Humanamente, é compreensível que os holofotes do mundo se atenuem um pouco. O cardeal Zenari, que é núncio na Síria, também me disse algo semelhante: lá a situação continua dramática, mas o mundo não fala mais sobre isso. Aqui na Ucrânia há famílias deslocadas que me contam como é difícil viver assim e tentam entender se é possível voltar para suas casas e dizem: “Vamos voltar para lá”. E isso mesmo se muitas vezes naquelas localidades existam famílias que há meses passam as noites em carros. Não querem ir para o exterior e sempre esperam poder voltar para casa. É difícil viver sem comida suficiente, sem trabalho, sem casa, passando as noites no carro, porque mesmo com tantas iniciativas humanitárias e tantas ajudas, não é possível atender a todos, pois os números são altos e o empenho é muito grande. Portanto existe esse problema de viver em condições difíceis, sentindo-se sozinhos. Por isso o Santo Padre repete em todas as ocasiões que, pelo menos na oração, pelo menos com o coração, o mundo não esqueça das tantas famílias que estão passando por momentos tão difíceis. E isso não diz respeito apenas à Ucrânia, mas também a outros países. Muitos jornalistas também me dizem que aqueles que não estão no local têm dificuldade em entender qual é o drama da situação. E quero expressar minha gratidão aos muitos jornalistas que vão a lugares muito arriscados, como Mykolaiv, Odessa, Zaporizhia, para ver com seus próprios olhos como é a vida lá.
O senhor estará em Odessa, de onde partiram os primeiros navios com grãos. O Papa Francisco, no Angelus de 7 de agosto, disse que "este acontecimento também se apresenta como um sinal de esperança" e fazendo votos de que, "seguindo este caminho, se possa colocar fim aos combates e alcançar uma paz justa e duradoura".

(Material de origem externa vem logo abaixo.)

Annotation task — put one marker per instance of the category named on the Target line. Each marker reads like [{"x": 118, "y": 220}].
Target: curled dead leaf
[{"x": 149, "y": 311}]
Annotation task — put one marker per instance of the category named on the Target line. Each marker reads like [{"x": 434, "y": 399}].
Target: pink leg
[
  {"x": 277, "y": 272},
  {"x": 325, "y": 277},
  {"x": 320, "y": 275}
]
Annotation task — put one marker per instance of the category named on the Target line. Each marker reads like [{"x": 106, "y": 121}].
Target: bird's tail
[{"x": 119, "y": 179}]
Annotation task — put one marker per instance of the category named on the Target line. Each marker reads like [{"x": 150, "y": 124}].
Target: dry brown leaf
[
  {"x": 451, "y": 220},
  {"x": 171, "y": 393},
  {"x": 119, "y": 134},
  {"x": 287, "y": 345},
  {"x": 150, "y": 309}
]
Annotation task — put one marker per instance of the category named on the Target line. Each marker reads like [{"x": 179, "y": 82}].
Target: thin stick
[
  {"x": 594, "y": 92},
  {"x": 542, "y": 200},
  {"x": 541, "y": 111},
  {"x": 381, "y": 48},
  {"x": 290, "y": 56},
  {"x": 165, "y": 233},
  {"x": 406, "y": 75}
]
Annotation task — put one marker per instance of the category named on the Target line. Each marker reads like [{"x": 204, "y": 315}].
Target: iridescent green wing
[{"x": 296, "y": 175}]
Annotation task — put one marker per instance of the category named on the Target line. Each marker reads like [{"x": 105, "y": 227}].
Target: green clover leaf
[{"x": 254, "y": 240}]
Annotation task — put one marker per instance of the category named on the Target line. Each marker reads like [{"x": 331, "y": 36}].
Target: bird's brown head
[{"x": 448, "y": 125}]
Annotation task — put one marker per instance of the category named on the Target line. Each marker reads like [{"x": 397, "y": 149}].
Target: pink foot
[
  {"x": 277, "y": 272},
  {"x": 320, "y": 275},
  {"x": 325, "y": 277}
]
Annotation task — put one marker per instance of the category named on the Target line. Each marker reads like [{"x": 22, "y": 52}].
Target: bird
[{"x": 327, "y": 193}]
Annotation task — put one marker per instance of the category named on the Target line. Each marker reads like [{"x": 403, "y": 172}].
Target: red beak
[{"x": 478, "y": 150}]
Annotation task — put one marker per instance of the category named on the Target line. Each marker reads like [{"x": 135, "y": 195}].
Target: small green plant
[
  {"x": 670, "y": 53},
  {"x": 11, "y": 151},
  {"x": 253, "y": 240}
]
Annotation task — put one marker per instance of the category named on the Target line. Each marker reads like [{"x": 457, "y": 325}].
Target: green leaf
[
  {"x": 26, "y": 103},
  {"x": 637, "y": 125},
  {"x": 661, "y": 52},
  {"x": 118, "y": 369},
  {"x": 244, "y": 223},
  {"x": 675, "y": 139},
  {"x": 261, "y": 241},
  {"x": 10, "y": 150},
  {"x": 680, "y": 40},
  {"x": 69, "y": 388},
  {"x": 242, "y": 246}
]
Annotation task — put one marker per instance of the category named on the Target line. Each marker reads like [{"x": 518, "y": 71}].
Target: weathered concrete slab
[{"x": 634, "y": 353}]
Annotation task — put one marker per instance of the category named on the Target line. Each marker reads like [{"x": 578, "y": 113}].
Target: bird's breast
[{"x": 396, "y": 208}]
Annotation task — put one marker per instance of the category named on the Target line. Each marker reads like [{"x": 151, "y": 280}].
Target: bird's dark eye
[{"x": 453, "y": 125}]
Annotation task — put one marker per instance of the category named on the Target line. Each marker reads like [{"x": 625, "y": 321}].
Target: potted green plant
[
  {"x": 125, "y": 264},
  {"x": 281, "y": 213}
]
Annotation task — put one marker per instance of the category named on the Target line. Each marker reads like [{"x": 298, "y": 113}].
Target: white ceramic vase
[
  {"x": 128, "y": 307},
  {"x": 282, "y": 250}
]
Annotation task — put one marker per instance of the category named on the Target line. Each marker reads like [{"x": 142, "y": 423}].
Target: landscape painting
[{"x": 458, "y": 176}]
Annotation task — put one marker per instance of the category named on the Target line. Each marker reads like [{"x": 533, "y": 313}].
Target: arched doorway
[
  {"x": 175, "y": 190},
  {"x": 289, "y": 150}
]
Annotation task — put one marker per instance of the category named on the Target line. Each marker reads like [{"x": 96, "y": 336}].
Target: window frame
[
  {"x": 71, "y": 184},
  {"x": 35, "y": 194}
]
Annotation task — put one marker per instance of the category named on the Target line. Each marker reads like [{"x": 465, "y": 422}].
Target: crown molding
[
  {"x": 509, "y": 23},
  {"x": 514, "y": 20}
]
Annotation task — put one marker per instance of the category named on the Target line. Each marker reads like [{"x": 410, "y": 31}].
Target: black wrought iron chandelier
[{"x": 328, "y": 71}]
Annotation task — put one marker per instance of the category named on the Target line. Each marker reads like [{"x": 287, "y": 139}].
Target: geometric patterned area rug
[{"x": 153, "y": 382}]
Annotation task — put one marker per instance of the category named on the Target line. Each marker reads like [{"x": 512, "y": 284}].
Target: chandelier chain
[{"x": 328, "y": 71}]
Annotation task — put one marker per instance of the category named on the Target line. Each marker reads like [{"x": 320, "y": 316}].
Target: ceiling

O Santo Padre não é um político, é um pastor. Quando o Santo Padre nos convida a acreditar na possibilidade do diálogo, apesar do fato de que aqui na Ucrânia entendemos que uma negociação real é realmente muito difícil de prever - precisamente porque a situação é tão dramática e a lógica humana nos diz que diante da guerra tão feroz é difícil prever que, a qualquer momento, quem começou a guerra, a Rússia, mudará de posição - quando o Papa, eu dizia, repete o seu apelo ao diálogo, algo que para nós parece humanamente impossível, se somos pessoas que acreditam, esperamos também no impossível e confiamos este apelo, esta oração, não somente aos homens, mas ao próprio Deus. Quanto aos navios de grãos que partiram, vemos aqui também que foi um passo muito cansativo, porque a Ucrânia não conseguiu assinar nenhum acordo direto com a Rússia. Os acordos foram assinados em vários níveis entre a Ucrânia e alguns parceiros, que por sua vez facilitam os contatos com a Rússia de forma indireta para que a exportação de grãos possa ser organizada. Portanto, este passo foi alcançado de maneira muito difícil, mas como disse o Papa, é algo positivo tanto em nível global quanto local. Portanto, é um sinal de esperança. Também nos agarramos nos pequenos passos. Às vezes, quando não é possível, como por exemplo agora, encontrar vislumbres imediatos para parar a guerra, focamos nos aspectos humanitários para abrir uma brecha nos contatos. É importante fazer todo o possível, o que está na força humana, para que se estabeleça cada vez mais um clima, se não de diálogo, pelo menos de contato. Então eu acho que esta é a mensagem mais importante do Santo Padre.